A man watches waves break into anti-tsunami barriers after a storm in Iwaki, Fukushima Prefecture Sept. 16, 2013. REUTERS

Japan is looking to build a $1 billion storage facility that will hold more than 130,000 tons of contaminated soil dug out near the destroyed Fukushima nuclear power plant, according to a recent report.

Originally the operator of the Fukushima plant, Tokyo Electric Power Co. Inc. (TYO:9501), or TEPCO, was expected to cover all costs related to decontamination work, but government officials have decided to help finance the cost by allocating funds from their fiscal 2104 budget. Allowing TEPCO to bear all the expenses will delay the cleanup processes, government officials say, the Asahi Shimbun, Japan’s national daily, reported Wednesday.

According to the plan, the facility would store radioactive materials over a period of 30 years before transferring them somewhere else. The government faces an obstacle in local municipalities’ reluctance to host the facility. Still, Tokyo believes that the facility will start storing debris by 2015. Current storage facilities are reaching maximum capacity, and new facilities are needed to store radioactive debris, the report said.

An earthquake and tsunami destroyed the power plant and was one of the worst disasters since the meltdown of the Chernobyl nuclear reactor in the Ukraine in the 1980s. Two years after the accident, utility crews are still struggling to contain leaking radioactive water flowing from the plant into the Pacific Ocean. It has been estimated that some 300 tons of toxic water enter the ocean each day.
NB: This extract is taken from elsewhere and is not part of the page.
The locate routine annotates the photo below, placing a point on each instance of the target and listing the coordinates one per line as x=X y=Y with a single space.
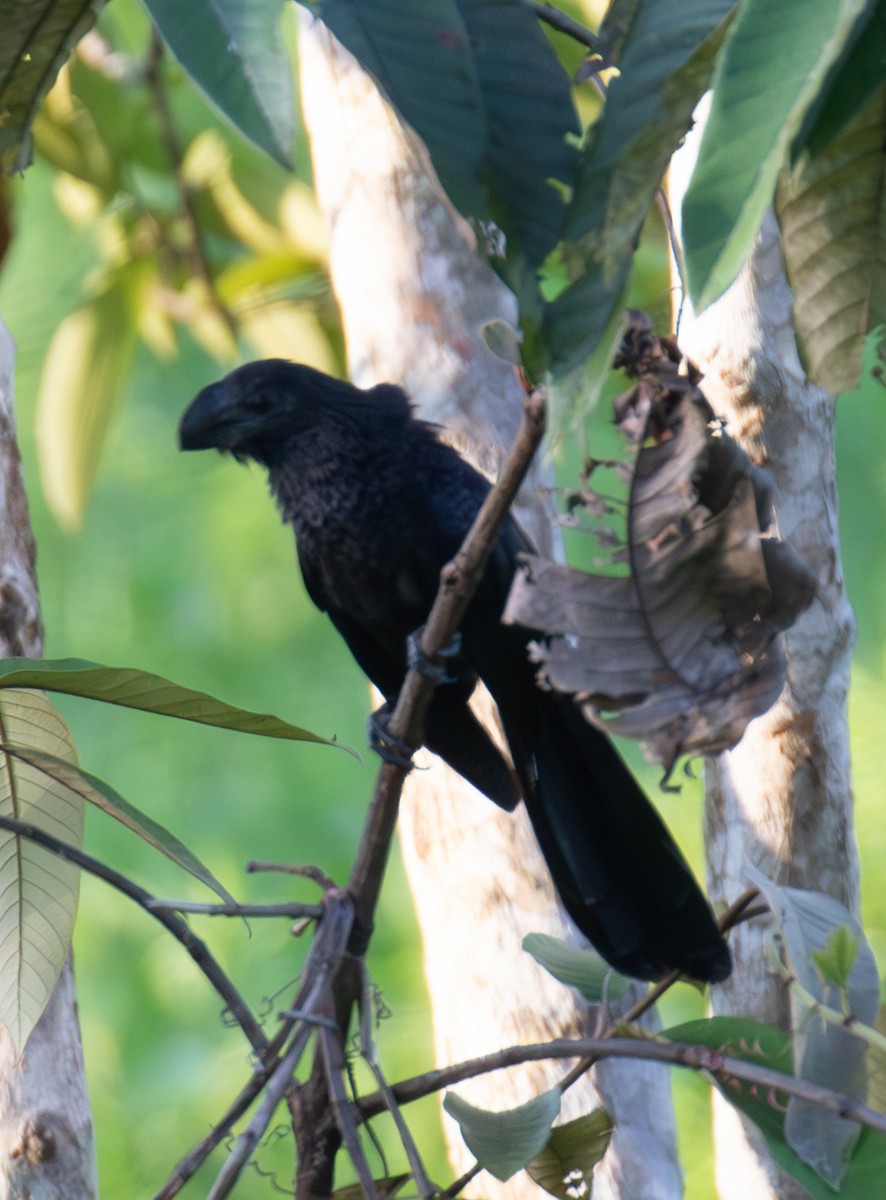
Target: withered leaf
x=684 y=652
Last month, U.S. Secretary of Energy Ernest Moniz toured Japan's Fukushima Daiichi nuclear power station and reaffirmed U.S. support in the cleanup and decommissioning of the facility. "From the beginning, the United States has worked to support the government of Japan in the immediate response efforts and in recovery, decommissioning and cleanup activities,” Moniz said. “Within days of the accident, the Department of Energy sent a team of 34 experts and more than 17,000 pounds of equipment in support of efforts to manage the crisis.”

Despite setbacks, Japan has come a long way toward cleaning up the plant and is preparing to start removing spent fuel rods, Moniz said.

The U.S. and Japan created the Bilateral Commission in 2012 to strengthen the strategic and practical engagement on civil nuclear research and development. It also fosters collaboration on emergency responses, nuclear safety regulatory matters, and nuclear security and nonproliferation.